At this point I think that I must confess that I love flickr. I sometimes spend hours — especially when I have something more important to do — browsing through the flickr galleries, looking at hundreds and thousands of pictures, but only ever looking at the real "snapshots": Aunt Edna's birthday party, our neighbor's new car, the five of us at last year's tailgate party, etc., etc.

What I love about these pictures is the combination of their absolute artlessness with their total devotion to their subject, which is another way of saying, their generosity, their indifference to the self of the photographer, the way in which they're not about the photographer, or photography, or art, or anything else other than, e.g., "Joe washing the car last Saturday just before it rained."

Darragh Park and I used to talk endlessly about this, about whether it was possible to set out to achieve this kind of artlessness deliberately without falling into a sort of second-order "artful artlessness" and still, however paradoxically, arrive at something that might be considered, in some art world or other — I use the term more or less in Howard S. Becker's sense — "art."

(It occurs to me that the artists — in any medium — whom I admire most are those whose art could only be accepted as such by an art-world that didn't exist before their work was made but that was brought into existence, at least in part, in response to their work. Which may be just a sociological way of reading Eliot's "Tradition and the Individual Talent.")
"Digressions, incontestably, are the sunshine …."
Scale matters — that was the conclusion Darragh and I came to, especially as a way to overcome the artiness of artful artlessness. We were talking a lot then about the late, large scale works of Morton Feldman, and about what Feldman had to say about them, about what happens when you get beyond what Feldman inveighed against as "the twenty minute piece" and into the realm of pieces that may, like his Second String Quartet, run for as much as six hours.

On that scale, or on the scale of the large-scale photography project (e.g., Dylan's Stone's), the kind of close compositional "knitting" (as I call it) that matters in a twenty minute piece (to say nothing of the Webernian two minute piece) or a single photograph just doesn't matter, or doesn't matter in the same way or to the same degree, and other, larger-scaled — and one might say, looser limbed — structurings come to the fore.

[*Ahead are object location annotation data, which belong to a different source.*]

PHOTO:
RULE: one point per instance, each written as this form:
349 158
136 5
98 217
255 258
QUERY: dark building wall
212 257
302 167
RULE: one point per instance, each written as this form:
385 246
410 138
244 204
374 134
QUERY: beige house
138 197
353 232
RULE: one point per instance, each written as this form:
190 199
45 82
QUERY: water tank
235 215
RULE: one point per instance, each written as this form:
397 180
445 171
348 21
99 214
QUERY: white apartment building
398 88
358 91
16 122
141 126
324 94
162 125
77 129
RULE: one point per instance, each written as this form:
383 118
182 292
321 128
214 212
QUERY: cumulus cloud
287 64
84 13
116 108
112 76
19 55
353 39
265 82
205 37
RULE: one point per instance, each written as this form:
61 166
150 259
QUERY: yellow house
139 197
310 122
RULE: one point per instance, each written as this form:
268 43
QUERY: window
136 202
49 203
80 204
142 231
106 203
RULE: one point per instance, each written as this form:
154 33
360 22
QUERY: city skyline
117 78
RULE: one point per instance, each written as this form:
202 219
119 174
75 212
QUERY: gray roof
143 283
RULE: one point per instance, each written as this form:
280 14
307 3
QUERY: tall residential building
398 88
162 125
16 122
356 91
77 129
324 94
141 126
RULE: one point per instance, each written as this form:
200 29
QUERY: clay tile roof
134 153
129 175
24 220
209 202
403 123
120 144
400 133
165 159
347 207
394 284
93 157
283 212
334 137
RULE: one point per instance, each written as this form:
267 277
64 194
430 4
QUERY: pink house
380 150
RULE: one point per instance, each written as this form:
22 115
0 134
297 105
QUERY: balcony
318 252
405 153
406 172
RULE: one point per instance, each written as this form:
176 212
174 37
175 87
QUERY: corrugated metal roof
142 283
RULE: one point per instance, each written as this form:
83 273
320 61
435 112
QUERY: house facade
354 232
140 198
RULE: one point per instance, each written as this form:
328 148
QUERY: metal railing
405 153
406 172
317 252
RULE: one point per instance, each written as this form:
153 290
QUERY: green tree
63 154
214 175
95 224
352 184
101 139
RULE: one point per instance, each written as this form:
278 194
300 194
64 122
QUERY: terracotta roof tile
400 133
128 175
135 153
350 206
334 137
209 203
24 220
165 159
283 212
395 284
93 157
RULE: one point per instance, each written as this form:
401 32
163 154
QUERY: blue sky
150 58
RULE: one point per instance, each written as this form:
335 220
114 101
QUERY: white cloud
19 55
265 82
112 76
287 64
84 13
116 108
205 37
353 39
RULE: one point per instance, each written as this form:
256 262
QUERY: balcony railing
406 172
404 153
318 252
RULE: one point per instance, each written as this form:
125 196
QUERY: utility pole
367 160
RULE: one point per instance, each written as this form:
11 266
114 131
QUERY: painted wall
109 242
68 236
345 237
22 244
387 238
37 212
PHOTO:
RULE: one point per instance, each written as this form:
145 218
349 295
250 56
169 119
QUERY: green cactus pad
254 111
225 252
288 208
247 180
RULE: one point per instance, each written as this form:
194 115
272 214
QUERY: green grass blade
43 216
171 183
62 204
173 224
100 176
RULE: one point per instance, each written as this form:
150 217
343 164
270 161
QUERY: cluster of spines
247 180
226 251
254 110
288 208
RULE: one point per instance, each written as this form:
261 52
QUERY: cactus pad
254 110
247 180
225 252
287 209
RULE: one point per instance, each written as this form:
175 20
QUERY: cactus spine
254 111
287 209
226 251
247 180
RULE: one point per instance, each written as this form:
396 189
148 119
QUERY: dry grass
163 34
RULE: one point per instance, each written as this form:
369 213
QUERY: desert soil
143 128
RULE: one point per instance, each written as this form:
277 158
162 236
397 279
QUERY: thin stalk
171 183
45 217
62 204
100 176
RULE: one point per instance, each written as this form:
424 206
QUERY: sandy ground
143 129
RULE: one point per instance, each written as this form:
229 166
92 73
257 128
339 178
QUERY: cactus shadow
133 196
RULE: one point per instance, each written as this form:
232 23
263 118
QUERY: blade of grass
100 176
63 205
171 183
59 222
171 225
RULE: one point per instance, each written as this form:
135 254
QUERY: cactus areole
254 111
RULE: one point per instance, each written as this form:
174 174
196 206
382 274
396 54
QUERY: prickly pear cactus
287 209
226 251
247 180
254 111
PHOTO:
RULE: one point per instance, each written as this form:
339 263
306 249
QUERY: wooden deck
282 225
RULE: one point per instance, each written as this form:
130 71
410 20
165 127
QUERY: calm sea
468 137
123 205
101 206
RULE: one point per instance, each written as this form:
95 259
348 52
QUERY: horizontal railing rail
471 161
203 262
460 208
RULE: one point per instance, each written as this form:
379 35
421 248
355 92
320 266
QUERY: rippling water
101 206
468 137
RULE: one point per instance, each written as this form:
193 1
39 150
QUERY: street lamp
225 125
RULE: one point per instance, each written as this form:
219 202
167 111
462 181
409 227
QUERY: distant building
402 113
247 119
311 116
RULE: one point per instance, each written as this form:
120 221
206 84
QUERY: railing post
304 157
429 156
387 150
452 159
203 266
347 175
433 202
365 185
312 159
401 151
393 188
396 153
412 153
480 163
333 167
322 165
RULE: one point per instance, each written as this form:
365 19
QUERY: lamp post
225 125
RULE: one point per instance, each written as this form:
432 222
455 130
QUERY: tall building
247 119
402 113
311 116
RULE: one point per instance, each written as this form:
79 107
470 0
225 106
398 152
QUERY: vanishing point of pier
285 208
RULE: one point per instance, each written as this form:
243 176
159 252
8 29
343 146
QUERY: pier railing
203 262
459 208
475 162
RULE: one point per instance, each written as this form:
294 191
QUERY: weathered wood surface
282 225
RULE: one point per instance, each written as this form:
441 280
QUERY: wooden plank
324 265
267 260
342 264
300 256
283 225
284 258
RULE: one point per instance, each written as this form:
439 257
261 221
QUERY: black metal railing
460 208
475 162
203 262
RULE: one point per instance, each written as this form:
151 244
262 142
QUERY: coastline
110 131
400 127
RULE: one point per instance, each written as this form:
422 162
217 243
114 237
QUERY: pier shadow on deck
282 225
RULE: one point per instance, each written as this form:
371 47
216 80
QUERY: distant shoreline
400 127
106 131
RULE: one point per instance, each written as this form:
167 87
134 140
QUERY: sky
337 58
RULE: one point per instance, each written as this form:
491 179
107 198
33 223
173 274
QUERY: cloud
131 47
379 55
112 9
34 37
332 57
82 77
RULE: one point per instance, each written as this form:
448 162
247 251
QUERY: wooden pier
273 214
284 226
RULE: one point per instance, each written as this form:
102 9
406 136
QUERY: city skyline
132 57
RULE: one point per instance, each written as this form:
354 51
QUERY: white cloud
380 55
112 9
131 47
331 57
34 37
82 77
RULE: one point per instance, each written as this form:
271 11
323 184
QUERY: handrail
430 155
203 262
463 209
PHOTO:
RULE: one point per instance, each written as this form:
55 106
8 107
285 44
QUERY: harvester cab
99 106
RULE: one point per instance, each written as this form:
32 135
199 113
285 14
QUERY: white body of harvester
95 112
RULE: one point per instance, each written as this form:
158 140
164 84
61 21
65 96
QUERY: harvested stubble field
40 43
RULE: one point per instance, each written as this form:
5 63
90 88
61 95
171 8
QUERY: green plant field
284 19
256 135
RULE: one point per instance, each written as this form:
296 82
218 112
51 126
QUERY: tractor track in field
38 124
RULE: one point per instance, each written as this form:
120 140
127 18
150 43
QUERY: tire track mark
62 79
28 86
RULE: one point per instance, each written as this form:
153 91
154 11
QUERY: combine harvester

Jack DeLano was a great photographer, and some of his images — e.g., of the railway yards in Chicago — might even be called "iconic", but it's quite another experience to click through them by the thousand. They're all pretty terrific — he really was a very great photographer — and somehow the scale of his accomplishment when seen in bulk manages strip away the brown varnish of "celebrity" or "iconicity" that our culture's obsession with the individual artist and the individual work of art slathers over anything it can coopt into the service of a belief in the primacy of the individual — a belief that has, I think, done as much to obliterate individuality (and not only in the arts) as its collectivist opposites.

Well, huh!

To end this post on a lighter note, but addressed to the same issues, here's my favorite Monet story: Monet was in London, working on the London Bridges, when he got a letter from his dealer, Durand-Ruel, in Paris, complaining that he, Monet, had to be more careful about properly signing his paintings — there were fake Monet's being sold in Paris and they were hurting the prices that Durand-Ruel could get for the real thing. To which Monet replied, "Not to worry, there's nothing to be done about it — after all, it is so easy to fake a Monet: I've done it myself hundreds of times." [Remembered, or more likely misremembered, from Grace Seiberling's Monet in London.]